- Court: House of Lords
- Decided: 5 April 1995
- Citation: [1995] 2 AC 513, [1995] 2 All ER 244, [1995] 2 WLR 464

Case history
- Prior action: [1995] 1 All ER 888
- Appealed from: Court of Appeal
- Subsequent action: None

Court membership
- Judges sitting: Lord Keith of Kinkel, Lord Browne-Wilkinson, Lord Mustill, Lord Lloyd of Berwick, Lord Nicholls of Birkenhead

Keywords
- Judicial review

= R v Secretary of State for the Home Department, ex parte Fire Brigades Union =

  is a House of Lords case concerning the awarding of compensation under the Criminal Injuries Compensation Scheme. The case is considered significant in constitutional terms for its ruling on the extent of ministerial prerogative powers.

== Facts ==
The Fire Brigades Union, representing members who had been victims of violent crimes, claimed that the Secretary of State (meaning in this case the Home Secretary, Michael Howard) had a statutory duty to bring a new Criminal Injuries Compensation Scheme into force. The Criminal Justice Act 1988 provided compensation to violent crime victims, calculated on the same basis as actions in tort, but under Section 171, would only come into force "on such day as the Secretary of State may ... appoint". The Secretary of State had not appointed a day, and in 1993 said they would not. A compensation scheme had been running since 1964 under the Crown's prerogative power, but instead of moving to a statutory scheme, the Secretary of State said that a new non-statutory tariff scheme would be introduced with compensation fixed according to tariffs, that were less beneficial than the common law.

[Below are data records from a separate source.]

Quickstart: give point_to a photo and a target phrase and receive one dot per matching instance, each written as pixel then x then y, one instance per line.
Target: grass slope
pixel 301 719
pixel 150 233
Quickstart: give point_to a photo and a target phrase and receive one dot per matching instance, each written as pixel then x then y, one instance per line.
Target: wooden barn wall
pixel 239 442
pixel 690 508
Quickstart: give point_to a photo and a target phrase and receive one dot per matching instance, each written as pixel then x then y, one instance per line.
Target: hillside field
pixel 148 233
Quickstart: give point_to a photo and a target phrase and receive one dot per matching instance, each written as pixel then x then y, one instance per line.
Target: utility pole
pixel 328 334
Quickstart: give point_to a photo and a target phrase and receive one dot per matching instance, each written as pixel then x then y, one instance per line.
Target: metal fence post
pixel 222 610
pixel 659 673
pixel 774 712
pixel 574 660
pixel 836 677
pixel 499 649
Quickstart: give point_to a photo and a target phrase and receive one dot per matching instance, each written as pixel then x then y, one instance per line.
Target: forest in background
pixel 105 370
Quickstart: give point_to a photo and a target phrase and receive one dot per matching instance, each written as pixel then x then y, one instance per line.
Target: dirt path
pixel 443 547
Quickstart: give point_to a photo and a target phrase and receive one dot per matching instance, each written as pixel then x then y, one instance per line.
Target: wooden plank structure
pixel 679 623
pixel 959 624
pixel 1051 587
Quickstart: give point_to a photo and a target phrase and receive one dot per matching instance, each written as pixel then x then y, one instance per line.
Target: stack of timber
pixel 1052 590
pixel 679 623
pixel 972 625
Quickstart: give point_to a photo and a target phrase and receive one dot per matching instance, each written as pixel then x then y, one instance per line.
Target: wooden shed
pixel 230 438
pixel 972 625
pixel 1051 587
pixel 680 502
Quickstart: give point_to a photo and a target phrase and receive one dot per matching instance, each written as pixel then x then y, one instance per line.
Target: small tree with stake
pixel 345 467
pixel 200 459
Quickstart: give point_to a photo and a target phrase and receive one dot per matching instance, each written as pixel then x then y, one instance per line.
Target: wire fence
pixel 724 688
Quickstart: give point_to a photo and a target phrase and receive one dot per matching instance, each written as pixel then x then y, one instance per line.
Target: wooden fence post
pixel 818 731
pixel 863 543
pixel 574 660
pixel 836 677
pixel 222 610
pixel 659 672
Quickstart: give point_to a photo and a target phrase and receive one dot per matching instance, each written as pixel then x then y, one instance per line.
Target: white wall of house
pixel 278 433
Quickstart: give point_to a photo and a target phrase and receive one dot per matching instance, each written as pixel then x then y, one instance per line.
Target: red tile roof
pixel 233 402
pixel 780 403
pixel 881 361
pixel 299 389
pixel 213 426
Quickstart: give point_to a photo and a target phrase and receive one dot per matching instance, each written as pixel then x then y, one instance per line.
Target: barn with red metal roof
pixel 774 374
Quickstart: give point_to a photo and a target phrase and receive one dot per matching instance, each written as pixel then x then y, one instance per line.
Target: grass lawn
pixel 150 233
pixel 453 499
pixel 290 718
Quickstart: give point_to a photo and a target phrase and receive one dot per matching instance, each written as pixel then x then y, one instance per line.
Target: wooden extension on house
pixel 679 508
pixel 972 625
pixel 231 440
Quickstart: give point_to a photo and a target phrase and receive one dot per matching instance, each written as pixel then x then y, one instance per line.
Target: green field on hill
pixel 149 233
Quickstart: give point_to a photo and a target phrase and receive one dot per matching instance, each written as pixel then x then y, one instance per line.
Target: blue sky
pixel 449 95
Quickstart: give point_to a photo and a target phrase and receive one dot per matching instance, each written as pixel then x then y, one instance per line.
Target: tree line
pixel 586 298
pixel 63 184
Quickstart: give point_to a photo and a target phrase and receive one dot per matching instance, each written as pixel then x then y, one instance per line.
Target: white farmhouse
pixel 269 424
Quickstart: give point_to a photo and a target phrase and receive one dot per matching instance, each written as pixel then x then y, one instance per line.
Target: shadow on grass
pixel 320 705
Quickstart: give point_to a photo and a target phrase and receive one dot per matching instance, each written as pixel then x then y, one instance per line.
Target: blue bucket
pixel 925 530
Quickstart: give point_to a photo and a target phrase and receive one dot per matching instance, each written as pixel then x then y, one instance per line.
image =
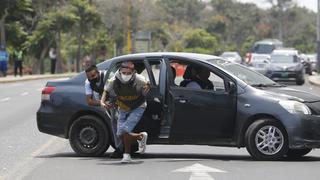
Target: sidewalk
pixel 315 80
pixel 11 78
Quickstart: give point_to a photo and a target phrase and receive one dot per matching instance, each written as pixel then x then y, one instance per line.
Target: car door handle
pixel 156 100
pixel 182 101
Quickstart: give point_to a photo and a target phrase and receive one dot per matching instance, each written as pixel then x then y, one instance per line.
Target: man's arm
pixel 91 101
pixel 89 95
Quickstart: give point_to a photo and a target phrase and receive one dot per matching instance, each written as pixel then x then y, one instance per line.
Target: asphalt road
pixel 25 153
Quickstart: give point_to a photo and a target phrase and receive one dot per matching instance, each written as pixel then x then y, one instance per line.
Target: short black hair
pixel 90 68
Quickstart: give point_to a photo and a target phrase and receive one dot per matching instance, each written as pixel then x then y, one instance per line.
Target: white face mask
pixel 126 78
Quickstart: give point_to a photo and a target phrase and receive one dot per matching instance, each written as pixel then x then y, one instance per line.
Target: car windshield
pixel 283 58
pixel 228 55
pixel 245 74
pixel 263 48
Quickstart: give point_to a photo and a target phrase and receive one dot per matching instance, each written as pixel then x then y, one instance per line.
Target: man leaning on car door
pixel 94 88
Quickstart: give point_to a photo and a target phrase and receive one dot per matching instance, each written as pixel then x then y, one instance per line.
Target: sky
pixel 310 4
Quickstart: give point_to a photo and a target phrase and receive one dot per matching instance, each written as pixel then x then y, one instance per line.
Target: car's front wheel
pixel 266 140
pixel 300 81
pixel 297 153
pixel 88 136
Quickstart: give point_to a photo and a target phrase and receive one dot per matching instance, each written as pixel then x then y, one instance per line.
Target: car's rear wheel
pixel 266 140
pixel 297 153
pixel 300 81
pixel 88 136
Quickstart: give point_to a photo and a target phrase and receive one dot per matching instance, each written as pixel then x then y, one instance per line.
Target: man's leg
pixel 20 68
pixel 131 121
pixel 15 68
pixel 117 141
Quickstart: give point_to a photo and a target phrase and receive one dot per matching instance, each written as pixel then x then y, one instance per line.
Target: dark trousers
pixel 3 68
pixel 17 66
pixel 53 65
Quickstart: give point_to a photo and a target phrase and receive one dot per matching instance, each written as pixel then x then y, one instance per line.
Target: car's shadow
pixel 174 157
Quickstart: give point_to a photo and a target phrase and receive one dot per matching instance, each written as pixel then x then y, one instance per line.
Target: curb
pixel 36 77
pixel 315 80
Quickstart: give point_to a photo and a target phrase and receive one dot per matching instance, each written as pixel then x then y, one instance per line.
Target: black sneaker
pixel 116 154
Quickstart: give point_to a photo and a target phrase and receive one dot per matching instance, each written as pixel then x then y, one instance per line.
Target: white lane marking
pixel 5 99
pixel 199 171
pixel 24 94
pixel 43 147
pixel 22 168
pixel 15 85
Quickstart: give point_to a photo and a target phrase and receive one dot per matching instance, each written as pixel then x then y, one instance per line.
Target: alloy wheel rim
pixel 88 136
pixel 269 140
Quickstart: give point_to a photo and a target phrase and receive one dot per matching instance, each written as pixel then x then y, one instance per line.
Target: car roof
pixel 269 41
pixel 196 56
pixel 288 51
pixel 230 52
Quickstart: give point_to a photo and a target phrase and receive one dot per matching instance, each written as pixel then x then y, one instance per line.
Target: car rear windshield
pixel 245 74
pixel 263 48
pixel 283 58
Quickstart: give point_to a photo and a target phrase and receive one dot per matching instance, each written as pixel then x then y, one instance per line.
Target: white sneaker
pixel 143 143
pixel 126 158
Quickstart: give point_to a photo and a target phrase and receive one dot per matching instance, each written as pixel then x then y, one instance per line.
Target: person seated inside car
pixel 187 76
pixel 174 74
pixel 197 78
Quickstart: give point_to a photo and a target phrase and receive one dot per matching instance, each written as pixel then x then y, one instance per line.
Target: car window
pixel 283 58
pixel 245 74
pixel 263 48
pixel 139 66
pixel 218 82
pixel 193 76
pixel 155 70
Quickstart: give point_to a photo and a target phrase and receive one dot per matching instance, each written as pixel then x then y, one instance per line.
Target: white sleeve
pixel 88 88
pixel 193 85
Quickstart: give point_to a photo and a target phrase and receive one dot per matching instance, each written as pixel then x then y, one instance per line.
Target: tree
pixel 185 10
pixel 8 8
pixel 200 41
pixel 278 11
pixel 87 18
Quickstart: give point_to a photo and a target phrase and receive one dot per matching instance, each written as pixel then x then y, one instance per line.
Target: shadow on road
pixel 172 157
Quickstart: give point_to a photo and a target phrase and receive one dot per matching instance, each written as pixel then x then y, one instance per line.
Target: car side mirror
pixel 232 88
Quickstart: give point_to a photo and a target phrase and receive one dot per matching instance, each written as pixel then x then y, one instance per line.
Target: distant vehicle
pixel 232 56
pixel 286 66
pixel 313 61
pixel 265 46
pixel 306 63
pixel 259 63
pixel 244 109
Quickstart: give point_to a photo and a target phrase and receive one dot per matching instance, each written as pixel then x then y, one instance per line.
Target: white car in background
pixel 232 56
pixel 259 63
pixel 313 61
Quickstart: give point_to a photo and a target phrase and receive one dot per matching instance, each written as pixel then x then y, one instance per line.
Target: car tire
pixel 89 136
pixel 297 153
pixel 266 139
pixel 300 82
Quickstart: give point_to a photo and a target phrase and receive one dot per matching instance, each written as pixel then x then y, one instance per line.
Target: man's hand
pixel 146 88
pixel 106 105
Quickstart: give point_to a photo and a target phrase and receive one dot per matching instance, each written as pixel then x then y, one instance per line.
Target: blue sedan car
pixel 243 109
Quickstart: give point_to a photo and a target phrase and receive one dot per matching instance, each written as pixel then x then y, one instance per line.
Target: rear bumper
pixel 309 133
pixel 285 75
pixel 53 121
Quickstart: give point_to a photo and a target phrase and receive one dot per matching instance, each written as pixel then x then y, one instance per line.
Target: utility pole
pixel 318 37
pixel 129 41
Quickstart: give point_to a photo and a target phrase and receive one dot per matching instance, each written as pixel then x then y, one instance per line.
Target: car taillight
pixel 45 96
pixel 248 57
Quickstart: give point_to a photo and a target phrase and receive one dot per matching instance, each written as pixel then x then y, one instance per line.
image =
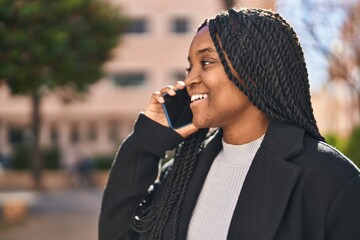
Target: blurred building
pixel 153 53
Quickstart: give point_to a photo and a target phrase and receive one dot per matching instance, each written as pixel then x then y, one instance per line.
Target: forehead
pixel 202 39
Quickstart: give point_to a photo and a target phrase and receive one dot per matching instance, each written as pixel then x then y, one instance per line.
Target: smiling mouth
pixel 196 97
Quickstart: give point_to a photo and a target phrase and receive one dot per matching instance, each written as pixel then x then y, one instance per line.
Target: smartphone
pixel 177 109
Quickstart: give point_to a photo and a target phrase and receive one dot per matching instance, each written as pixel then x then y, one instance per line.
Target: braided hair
pixel 261 54
pixel 153 218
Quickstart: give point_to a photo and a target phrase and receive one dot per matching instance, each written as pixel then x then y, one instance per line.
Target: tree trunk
pixel 36 158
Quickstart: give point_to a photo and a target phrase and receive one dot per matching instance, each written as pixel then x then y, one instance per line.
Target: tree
pixel 53 44
pixel 228 3
pixel 344 61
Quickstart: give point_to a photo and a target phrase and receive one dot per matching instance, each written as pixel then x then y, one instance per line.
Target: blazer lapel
pixel 268 185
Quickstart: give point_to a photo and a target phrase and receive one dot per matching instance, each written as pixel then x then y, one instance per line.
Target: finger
pixel 187 130
pixel 169 89
pixel 180 85
pixel 157 97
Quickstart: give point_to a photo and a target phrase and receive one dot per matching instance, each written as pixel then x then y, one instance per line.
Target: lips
pixel 197 97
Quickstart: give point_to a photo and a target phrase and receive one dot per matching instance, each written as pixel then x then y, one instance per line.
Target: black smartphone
pixel 177 109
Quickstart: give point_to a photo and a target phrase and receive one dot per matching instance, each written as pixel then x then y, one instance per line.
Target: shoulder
pixel 321 161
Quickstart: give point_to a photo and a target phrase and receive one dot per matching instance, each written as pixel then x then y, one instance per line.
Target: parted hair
pixel 261 54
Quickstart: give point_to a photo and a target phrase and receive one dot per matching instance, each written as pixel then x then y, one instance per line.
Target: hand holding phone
pixel 177 109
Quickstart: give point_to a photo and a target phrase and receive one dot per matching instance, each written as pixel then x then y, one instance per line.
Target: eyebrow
pixel 204 50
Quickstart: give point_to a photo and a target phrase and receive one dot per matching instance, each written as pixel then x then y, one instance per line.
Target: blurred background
pixel 74 75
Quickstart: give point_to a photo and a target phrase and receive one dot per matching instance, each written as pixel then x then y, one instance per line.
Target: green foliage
pixel 54 43
pixel 353 147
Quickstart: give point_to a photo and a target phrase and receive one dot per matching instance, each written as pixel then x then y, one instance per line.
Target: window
pixel 92 133
pixel 129 79
pixel 180 25
pixel 113 131
pixel 54 135
pixel 137 26
pixel 74 134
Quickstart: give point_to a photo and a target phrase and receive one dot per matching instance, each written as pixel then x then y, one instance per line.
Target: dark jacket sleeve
pixel 133 171
pixel 344 215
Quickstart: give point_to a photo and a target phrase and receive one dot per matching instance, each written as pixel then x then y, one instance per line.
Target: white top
pixel 217 201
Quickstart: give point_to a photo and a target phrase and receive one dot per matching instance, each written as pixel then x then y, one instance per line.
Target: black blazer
pixel 297 188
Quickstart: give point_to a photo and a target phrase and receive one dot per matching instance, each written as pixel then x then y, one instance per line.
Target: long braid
pixel 155 217
pixel 265 52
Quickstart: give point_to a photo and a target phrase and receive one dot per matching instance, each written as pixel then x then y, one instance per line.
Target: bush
pixel 353 148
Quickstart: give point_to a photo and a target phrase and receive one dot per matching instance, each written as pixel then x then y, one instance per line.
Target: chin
pixel 200 124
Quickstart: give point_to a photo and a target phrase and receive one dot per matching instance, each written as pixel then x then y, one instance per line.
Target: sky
pixel 327 25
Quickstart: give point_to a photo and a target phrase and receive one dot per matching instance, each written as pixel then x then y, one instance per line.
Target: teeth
pixel 198 97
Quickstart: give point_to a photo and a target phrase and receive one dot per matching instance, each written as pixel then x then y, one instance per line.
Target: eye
pixel 205 63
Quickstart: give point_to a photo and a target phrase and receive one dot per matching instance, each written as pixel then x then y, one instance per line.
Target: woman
pixel 265 173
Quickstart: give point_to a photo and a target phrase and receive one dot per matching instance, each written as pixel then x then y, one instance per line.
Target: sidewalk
pixel 59 215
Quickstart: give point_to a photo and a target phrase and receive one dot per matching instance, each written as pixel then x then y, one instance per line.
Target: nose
pixel 192 78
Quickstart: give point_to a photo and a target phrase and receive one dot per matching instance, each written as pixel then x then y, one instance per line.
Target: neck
pixel 246 131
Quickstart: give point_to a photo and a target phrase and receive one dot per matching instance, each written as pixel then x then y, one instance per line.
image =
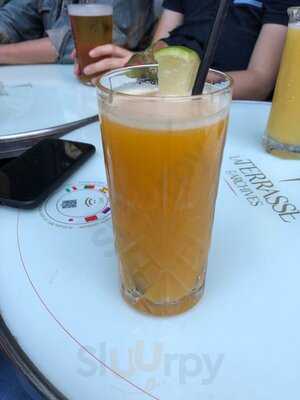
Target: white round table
pixel 59 289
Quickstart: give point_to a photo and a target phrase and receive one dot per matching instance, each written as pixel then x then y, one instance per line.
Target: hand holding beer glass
pixel 92 26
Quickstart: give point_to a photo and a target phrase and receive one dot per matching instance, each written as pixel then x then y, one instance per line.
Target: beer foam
pixel 163 115
pixel 89 10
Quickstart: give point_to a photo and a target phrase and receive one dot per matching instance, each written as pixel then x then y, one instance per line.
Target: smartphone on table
pixel 27 180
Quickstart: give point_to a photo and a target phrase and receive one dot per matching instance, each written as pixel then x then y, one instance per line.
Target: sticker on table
pixel 78 205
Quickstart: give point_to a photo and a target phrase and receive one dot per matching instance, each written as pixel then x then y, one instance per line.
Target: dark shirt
pixel 243 24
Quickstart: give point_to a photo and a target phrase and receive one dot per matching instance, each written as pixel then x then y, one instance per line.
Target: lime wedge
pixel 177 70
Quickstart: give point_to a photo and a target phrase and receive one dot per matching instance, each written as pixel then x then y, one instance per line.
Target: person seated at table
pixel 250 46
pixel 34 31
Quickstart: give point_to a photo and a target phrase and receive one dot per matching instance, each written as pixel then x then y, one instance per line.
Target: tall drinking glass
pixel 283 131
pixel 91 26
pixel 163 157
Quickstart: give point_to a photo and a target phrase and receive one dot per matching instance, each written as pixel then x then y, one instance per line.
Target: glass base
pixel 142 304
pixel 281 150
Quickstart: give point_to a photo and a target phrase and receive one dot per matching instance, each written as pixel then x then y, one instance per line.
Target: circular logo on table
pixel 78 205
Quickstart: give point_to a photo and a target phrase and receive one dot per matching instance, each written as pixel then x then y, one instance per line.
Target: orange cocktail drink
pixel 162 158
pixel 283 130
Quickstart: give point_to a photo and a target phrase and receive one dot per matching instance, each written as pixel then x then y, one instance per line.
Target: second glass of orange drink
pixel 162 156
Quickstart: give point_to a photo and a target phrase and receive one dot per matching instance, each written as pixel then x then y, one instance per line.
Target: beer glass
pixel 282 136
pixel 91 26
pixel 162 157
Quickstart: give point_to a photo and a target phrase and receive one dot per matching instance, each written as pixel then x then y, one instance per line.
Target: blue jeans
pixel 13 385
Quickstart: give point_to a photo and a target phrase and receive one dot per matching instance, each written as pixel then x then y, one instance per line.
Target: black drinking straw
pixel 211 46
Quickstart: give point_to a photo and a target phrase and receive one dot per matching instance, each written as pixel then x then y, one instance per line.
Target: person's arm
pixel 168 21
pixel 28 52
pixel 117 57
pixel 258 81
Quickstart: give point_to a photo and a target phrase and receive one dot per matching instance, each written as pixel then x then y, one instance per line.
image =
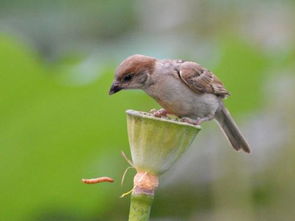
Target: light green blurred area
pixel 58 124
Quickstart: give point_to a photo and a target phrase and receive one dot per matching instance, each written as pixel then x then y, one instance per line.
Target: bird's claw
pixel 159 113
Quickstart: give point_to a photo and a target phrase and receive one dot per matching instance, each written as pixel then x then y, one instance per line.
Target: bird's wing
pixel 200 80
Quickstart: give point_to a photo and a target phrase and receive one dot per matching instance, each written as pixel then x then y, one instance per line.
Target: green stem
pixel 140 207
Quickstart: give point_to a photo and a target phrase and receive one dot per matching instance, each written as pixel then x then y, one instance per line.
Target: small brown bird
pixel 182 88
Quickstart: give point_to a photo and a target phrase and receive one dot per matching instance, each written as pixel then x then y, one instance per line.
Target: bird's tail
pixel 231 130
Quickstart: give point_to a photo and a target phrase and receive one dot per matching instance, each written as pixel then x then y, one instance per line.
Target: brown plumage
pixel 183 88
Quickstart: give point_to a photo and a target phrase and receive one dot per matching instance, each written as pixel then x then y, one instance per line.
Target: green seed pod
pixel 156 143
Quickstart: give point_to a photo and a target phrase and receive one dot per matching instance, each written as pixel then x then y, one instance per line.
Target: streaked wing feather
pixel 201 80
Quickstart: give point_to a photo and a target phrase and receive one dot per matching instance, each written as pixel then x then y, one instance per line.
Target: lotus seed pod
pixel 156 143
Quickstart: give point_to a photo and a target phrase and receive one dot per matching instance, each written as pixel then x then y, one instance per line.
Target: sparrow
pixel 183 88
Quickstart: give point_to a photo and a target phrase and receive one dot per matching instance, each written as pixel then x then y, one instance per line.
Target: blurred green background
pixel 58 124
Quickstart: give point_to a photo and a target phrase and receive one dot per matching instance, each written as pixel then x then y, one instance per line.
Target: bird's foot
pixel 197 121
pixel 159 113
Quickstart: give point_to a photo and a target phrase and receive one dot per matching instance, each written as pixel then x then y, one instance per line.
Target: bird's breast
pixel 174 96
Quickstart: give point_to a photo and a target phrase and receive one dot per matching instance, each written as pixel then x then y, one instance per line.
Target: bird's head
pixel 133 73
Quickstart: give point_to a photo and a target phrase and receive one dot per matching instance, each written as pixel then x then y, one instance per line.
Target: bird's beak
pixel 115 88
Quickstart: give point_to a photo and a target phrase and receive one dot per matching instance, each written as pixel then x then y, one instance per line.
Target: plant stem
pixel 142 196
pixel 140 207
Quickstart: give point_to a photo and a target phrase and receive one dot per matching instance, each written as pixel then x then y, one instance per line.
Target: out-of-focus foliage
pixel 58 124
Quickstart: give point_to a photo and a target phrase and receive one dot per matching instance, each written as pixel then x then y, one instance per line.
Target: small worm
pixel 98 180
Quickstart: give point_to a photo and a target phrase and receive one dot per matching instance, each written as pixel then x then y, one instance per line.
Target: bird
pixel 183 88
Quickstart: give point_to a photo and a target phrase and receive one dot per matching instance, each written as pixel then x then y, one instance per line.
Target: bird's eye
pixel 128 77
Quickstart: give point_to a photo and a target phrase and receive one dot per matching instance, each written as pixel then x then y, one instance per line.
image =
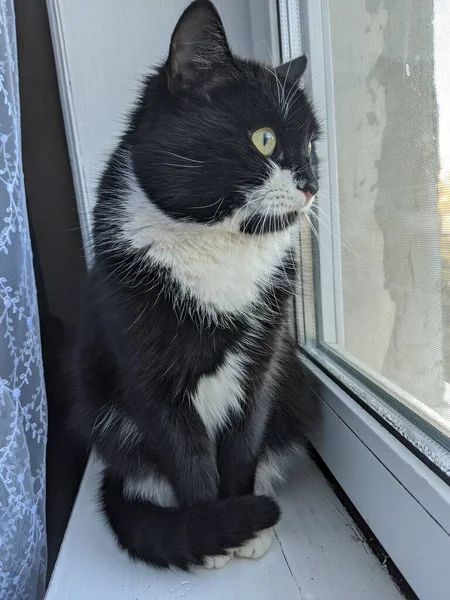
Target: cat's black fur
pixel 145 342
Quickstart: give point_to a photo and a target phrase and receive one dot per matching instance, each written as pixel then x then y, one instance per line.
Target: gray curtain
pixel 23 409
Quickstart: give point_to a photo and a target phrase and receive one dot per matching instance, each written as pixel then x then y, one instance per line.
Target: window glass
pixel 385 276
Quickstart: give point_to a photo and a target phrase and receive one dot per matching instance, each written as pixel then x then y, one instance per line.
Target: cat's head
pixel 218 139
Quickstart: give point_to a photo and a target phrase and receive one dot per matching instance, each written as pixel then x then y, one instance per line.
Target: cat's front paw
pixel 216 562
pixel 258 546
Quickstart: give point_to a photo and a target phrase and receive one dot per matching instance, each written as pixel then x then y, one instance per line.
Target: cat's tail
pixel 184 537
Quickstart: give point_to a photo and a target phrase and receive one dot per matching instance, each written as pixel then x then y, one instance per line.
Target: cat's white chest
pixel 221 394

In July 1994, the House of Commons, by the Appropriation Act 1994, approved the supply of money for these tariffs for the criminal injury compensation scheme. The FBU argued the Secretary of State had:

- acted unlawfully under the Criminal Justice Act by failing or refusing to bring the scheme into force, and
- abused his prerogative powers.

The Court of Appeal ruled that there was no enforceable duty on the Home Secretary to bring the legislation into force at any particular time. The Home Secretary was held to have the discretion to implement the legislation when he felt it was appropriate and to compel the Home Secretary to act would be to interfere with the legislative process. However, it would be an abuse of power to not implement the legislation as the Home Secretary was under a duty to keep the question of when the legislation should be implemented under review.

== Judgment ==
The House of Lords held by a majority that Section 107 of the Criminal Justice Act 1988 imposed a continuing duty on the Secretary of State to consider whether to bring the statutory scheme into force under Sections 108–117, and that he could not lawfully bind himself to not exercise the discretion that was conferred on him. The tariff scheme was also held to be inconsistent with the statutory scheme. This meant the Secretary of State's decision to not bring Sections 108–117 into force and introduce the tariff scheme had been unlawful. However, Section 171(1) did not impose a legally enforceable duty on the Secretary of State to bring Sections 108–117 into force at any particular time.